Chicago Tribune backs school choice, urges Congress to pass budget bill with school choice provision
Published on June 9, 2025

Original Article

The editorial board of the Chicago Tribune has come out strongly in favor of school choice.

In an editorial Thursday titled, “A new chance for school choice in Illinois,” the board of the left-leaning paper lamented the loss of Illinois’ school choice program for disadvantaged students while voicing full support for the federal Educational Choice for Children Act (ECCA), which is part of the federal budget package currently being negotiated in Washington.

“This initiative would offer families a lifeline if their public school isn’t meeting their child’s needs,” the op-ed states. “This federal initiative proposes up to $5 billion annually in tax credits for donations to scholarship-granting organizations, aiming to restore educational opportunities for disadvantaged students in Illinois and nationwide.”

The House-approved budget, passed on May 22, includes the ECCA and is now before the Senate. “We hope that the Senate passes a version of the reconciliation bill that includes this program,” the board writes.

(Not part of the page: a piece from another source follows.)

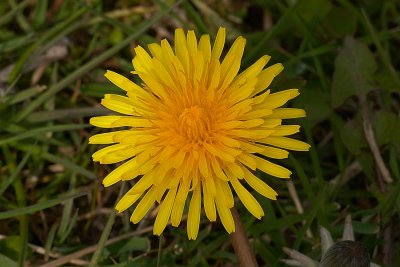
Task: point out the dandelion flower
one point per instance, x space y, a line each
195 127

The editorial explained the board had long supported Invest in Kids, Illinois’ tax credit-funded program that helped lower- and middle-income families send their children to private schools. But state lawmakers allowed the program to expire at the end of 2023 “at the urging of teachers unions … leaving thousands of kids out of options.”

Two-thirds of participants were from lower-income families, and more than half were black and Hispanic.

“Now, these kids and their families have reason to hope,” argues the board.

The paper acknowledged the ECCA is a Republican proposal and went on to challenge some of the common arguments used against educational freedom:

“Opponents of school choice believe that education is a zero-sum game, and that private schools are a threat to the public system. We believe the opposite – that a thriving private and charter system and a strong traditional public system create an education ecosystem that can serve everyone’s needs. There are things private schools can do that public ones can’t, and the same is very much true in reverse.”

The board noted school choice remains popular with a majority of state residents and “introduces accountability into a system that, for decades, has faced little real competition.

“When parents have options, schools must respond – whether by improving curriculum, addressing student behavior issues more effectively, or offering stronger support for struggling learners.”

It also described school choice as a matter of economic fairness.

“Right now, parents with money can tap into alternatives. Poor ones mostly cannot. We view this as fundamentally unfair, and support a world where everyone has access to transformational education options.”

Chicago Public Schools have long struggled under pressure from the Chicago Teachers Union, which wields significant political power. The CTU turned againstMayor Lori Lightfoot and helped current Mayor Brandon Johnson, a former teacher and CTU organizer, win election in 2023.

Budget squabbles and funding fights are a routine occurrence in the Windy City as student performance continues to lag. Perhaps the state of the city’s schools helped influence the editors’ perspective.

The board expressed disappointment that lawmakers in the Democrat-controlled state had “moved on from the thousands of low-income students it left behind a year and a half ago,” when Invest in Kids ended. It also lamented the loss of several private schools that were forced to shut their doors after the program ended.

“Illinois once boasted a program that allowed low-income students to obtain scholarships for private school,” the editorial begins.

Now, with the possible approval of the ECCA, students in all states – including those without existing school choice programs – could receive scholarships toward private schools or the school of their choice, opening educational freedom to all.